The City of Berkeley first became involved officially with programs for the elderly in 1952 when it assumed the administration of a private program operated by four professional women's clubs. Since then, the City's commitment to its aged has grown slowly. It was not until 1963 that the first senior center opened in a Durant Avenue church.
The Division of Aging, created in '1975 as part of the Recreation, Parks and Community Services Department, currently operates two major centers: the University Avenue Senior Center and the South Berkeley Senior Center, both housed in churches. Two other major centers have received funds from the City, but have been operated by non-profit community agencies: the West Berkeley and the YMCA
Over six thousand visits to the existing centers are recorded monthly. Several hundred seniors benefit from outreach programs each month. Each week, 1,175 hot lunches are served at five locations. In addition, the Portable Meals Unit delivers hot lunches to the homebound at cost. Homemaker Services, light housekeeping and personal care, allow many of the elderly to remain at home rather than enter institutions.
These programs flourish in spite of physical settings that can be described as limiting and frustrating at best, and seriously inadequate at worst.
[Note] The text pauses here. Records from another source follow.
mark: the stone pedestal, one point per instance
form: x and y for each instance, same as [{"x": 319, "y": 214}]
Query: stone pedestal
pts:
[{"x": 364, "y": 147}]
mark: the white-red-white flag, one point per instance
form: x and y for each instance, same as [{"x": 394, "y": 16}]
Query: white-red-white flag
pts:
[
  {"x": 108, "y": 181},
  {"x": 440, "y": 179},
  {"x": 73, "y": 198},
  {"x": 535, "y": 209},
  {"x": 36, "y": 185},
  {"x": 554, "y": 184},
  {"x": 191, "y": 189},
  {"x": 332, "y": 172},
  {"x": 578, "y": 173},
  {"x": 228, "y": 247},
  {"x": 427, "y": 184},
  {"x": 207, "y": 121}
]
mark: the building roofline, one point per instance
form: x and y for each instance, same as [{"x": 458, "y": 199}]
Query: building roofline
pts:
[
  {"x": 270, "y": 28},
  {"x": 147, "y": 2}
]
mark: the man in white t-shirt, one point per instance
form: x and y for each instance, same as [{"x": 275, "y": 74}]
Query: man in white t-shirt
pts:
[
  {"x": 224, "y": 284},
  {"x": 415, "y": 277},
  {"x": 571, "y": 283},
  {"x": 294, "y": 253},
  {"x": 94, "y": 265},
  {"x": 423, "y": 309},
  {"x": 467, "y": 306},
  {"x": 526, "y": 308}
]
The senior centers have endured, despite crowding, noise, lack of privacy and physical barriers, because they answer needs that are served nowhere else. Many programs and services that should exist, do not, simply because there is no room for them. None of the present leased facilities are large enough to accommodate their present use, let alone any increase. Even the limited space available to the senior centers must be shared with other church or community groups. While many of the City's elderly do benefit from these programs, many others have been denied this opportunity because there is no room. Meal service, even at capacity, cannot always meet the demand. Even worse, in a City so aware of the special needs of the handicapped, none of the current centers are suitably designed for those whose handicaps range from the frailty of age to paralysis. Entry is usually at a distance from auto or bus access. Corridors are too narrow. Light levels are insufficient for older eyes. Heat and temperature controls are poor at best. Emergency exiting is inadequate.
Of great concern has been the deep need for permanence, a place that can be counted on. The new buildings - the North Berkeley, Senior Center, and the South Berkeley Senior Center and the West Berkeley Senior Center - are the answer to a long-awaited dream.